Should I use this for email HTML?
Probably not. Email clients have notoriously varied parsers, Outlook 2007-2019 uses Microsoft Word's HTML rendering, Gmail strips <style> tags above a size threshold, various webmail clients drop attributes silently. Web HTML minification rules don't all apply to email. For email templates, use email-specific tools like MJML or Foundation for Emails that handle the email-HTML quirks at compile time. Running a generic web HTML minifier on a Mailchimp template will likely break it in Outlook.
Should I use this if I already have a build pipeline?
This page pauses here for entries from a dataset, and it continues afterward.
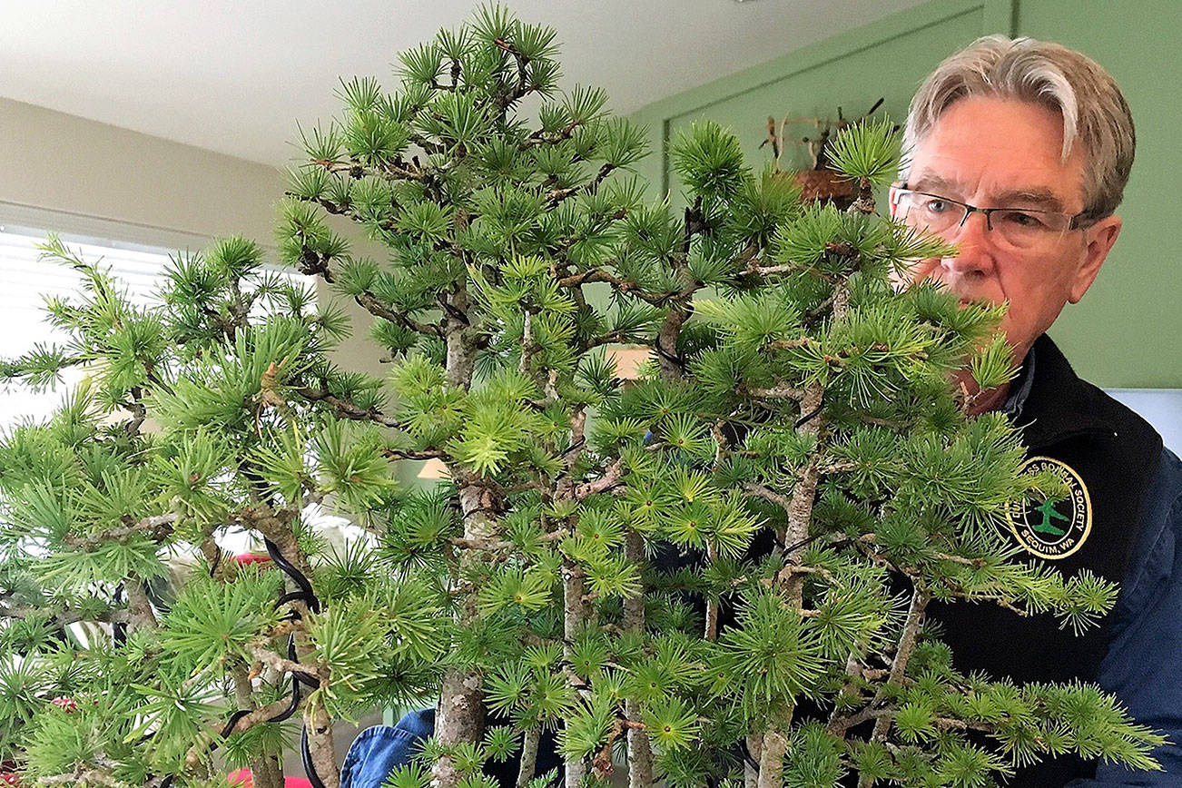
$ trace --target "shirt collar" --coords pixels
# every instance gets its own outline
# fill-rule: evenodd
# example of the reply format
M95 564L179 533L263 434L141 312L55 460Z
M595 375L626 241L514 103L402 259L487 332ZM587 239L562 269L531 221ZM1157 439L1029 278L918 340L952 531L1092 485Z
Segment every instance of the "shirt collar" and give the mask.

Probably not, your bundler is doing this for you. Hugo's --minify flag (since v0.47, August 2018), Eleventy's html-minifier-terser plugin, Next.js's SWC, Astro 3.0's built-in HTML minification, they all minify automatically. This tool is for the cases your build pipeline doesn't cover: hand-rolled HTML pages, WordPress page templates outside the theme, one-off snippets, or quick experiments where setting up a build pipeline would take longer than the snippet itself.
Is my HTML uploaded?
No. The minifier is JavaScript running in your browser. The HTML you paste never crosses the network, verify in DevTools' Network tab while you click Minify, or take the page offline after it loads and confirm the tool still works. Internal admin tool templates, unreleased product pages, A/B-test variants and email templates with personalised content stay on your device.